What nobody knows at this point is why Cotto did what he did. You will recall, about a week or so ago, Cotto did an interview with ESPN’s Dan Rafael in which he insisted that he did want to fight Pacquiao, but that Arum’s refusal to pay him what he was due got in the way. Some (read: we) weren't sold, noting that if Cotto had really wanted to make that fight happen, he would have made it happen.

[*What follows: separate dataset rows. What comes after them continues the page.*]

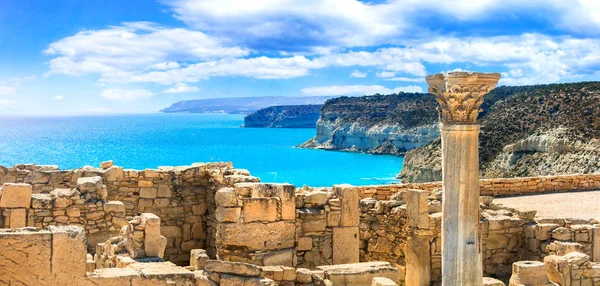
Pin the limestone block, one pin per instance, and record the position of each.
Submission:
(114, 206)
(22, 251)
(529, 273)
(258, 236)
(16, 196)
(304, 243)
(69, 250)
(148, 193)
(349, 197)
(226, 197)
(543, 231)
(317, 198)
(260, 209)
(287, 197)
(228, 214)
(198, 258)
(418, 261)
(382, 281)
(235, 268)
(359, 274)
(89, 184)
(165, 191)
(18, 218)
(563, 234)
(246, 281)
(281, 257)
(488, 281)
(345, 245)
(244, 189)
(113, 174)
(417, 208)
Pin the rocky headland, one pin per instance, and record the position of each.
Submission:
(527, 131)
(376, 124)
(286, 116)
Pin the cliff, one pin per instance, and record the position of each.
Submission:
(535, 130)
(287, 116)
(377, 124)
(239, 105)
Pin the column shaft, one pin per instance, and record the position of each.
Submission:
(461, 251)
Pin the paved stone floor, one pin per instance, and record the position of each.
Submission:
(583, 205)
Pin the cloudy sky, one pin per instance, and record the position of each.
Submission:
(114, 56)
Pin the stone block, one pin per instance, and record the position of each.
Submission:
(543, 231)
(304, 243)
(235, 268)
(68, 254)
(345, 245)
(18, 218)
(349, 197)
(382, 281)
(148, 193)
(260, 209)
(165, 191)
(246, 281)
(226, 197)
(258, 236)
(417, 208)
(280, 257)
(228, 214)
(114, 206)
(529, 273)
(16, 196)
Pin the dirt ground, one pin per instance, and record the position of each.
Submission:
(582, 205)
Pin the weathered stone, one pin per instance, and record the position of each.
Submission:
(258, 236)
(16, 196)
(260, 209)
(235, 268)
(280, 257)
(349, 196)
(345, 245)
(226, 197)
(228, 214)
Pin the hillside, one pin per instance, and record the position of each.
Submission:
(239, 105)
(377, 124)
(536, 130)
(286, 116)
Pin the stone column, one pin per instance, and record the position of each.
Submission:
(460, 95)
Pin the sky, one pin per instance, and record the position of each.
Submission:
(72, 57)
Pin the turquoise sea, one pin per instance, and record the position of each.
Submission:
(152, 140)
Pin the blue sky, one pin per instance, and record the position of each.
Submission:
(66, 58)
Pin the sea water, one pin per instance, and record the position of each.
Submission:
(152, 140)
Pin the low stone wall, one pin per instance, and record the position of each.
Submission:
(498, 187)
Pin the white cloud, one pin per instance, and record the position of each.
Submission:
(7, 90)
(126, 95)
(6, 103)
(358, 74)
(133, 47)
(357, 90)
(181, 88)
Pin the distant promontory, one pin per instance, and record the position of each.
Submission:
(240, 105)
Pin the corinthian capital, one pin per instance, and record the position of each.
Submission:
(460, 94)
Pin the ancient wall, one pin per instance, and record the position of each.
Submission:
(498, 187)
(183, 197)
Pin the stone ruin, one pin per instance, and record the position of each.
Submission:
(211, 224)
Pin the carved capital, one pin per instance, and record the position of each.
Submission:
(460, 94)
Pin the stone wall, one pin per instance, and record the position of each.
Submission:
(498, 187)
(183, 197)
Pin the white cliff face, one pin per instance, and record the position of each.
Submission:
(336, 135)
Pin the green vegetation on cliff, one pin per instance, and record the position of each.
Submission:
(287, 116)
(528, 131)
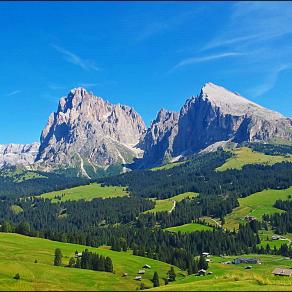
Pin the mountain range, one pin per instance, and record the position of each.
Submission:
(91, 134)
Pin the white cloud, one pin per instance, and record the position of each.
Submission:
(254, 22)
(201, 59)
(270, 81)
(14, 92)
(89, 84)
(72, 58)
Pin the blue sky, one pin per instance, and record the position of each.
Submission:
(148, 55)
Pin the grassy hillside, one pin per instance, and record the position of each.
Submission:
(19, 174)
(256, 205)
(236, 277)
(243, 156)
(87, 193)
(167, 204)
(18, 253)
(191, 227)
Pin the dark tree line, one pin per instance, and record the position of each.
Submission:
(174, 248)
(10, 186)
(72, 216)
(93, 261)
(270, 149)
(281, 222)
(199, 175)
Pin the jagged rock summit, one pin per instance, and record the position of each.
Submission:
(234, 104)
(87, 131)
(215, 115)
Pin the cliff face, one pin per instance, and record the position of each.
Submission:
(158, 140)
(13, 154)
(88, 130)
(216, 114)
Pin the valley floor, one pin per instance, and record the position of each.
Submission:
(18, 253)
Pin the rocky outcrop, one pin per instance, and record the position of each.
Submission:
(86, 130)
(158, 140)
(14, 154)
(215, 115)
(89, 133)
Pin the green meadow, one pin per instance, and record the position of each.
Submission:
(167, 204)
(190, 227)
(18, 254)
(87, 193)
(167, 166)
(256, 205)
(229, 277)
(243, 156)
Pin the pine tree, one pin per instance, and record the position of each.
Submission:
(71, 263)
(171, 275)
(58, 257)
(108, 265)
(155, 280)
(78, 264)
(202, 263)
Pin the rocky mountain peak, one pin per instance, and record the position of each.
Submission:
(89, 130)
(233, 103)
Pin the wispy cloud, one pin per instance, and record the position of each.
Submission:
(169, 23)
(208, 58)
(270, 81)
(72, 58)
(254, 22)
(261, 31)
(89, 84)
(14, 92)
(54, 86)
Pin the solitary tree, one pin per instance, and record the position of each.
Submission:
(155, 280)
(71, 262)
(171, 275)
(108, 265)
(202, 263)
(58, 257)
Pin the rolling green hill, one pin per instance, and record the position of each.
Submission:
(243, 156)
(256, 205)
(18, 253)
(87, 193)
(191, 227)
(229, 277)
(167, 166)
(167, 204)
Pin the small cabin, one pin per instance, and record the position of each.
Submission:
(282, 272)
(78, 255)
(202, 272)
(146, 267)
(246, 261)
(275, 237)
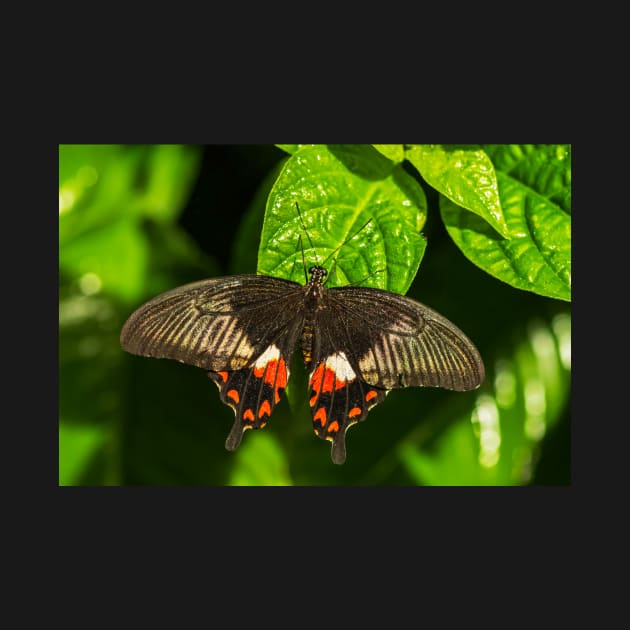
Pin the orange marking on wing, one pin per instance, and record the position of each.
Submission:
(320, 415)
(329, 380)
(281, 378)
(265, 408)
(316, 379)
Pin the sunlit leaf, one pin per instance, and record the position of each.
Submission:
(260, 461)
(537, 255)
(395, 152)
(498, 441)
(99, 184)
(357, 206)
(465, 175)
(291, 148)
(116, 255)
(78, 444)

Here is exactly what was said:
"The only offer Top Rank ever made us was the same money as in 2009," Cotto said of Bob Arum’s insistence that he offered him $13 million plus another two or so. "[Arum] made the same offer he made in 2009, and we found it kind of funny. That was the reason we decided not to face Pacquiao. That, and they also wanted me to go down to 150 pounds and give him the same advantage that they gave Pacquiao in 2009, a catchweight."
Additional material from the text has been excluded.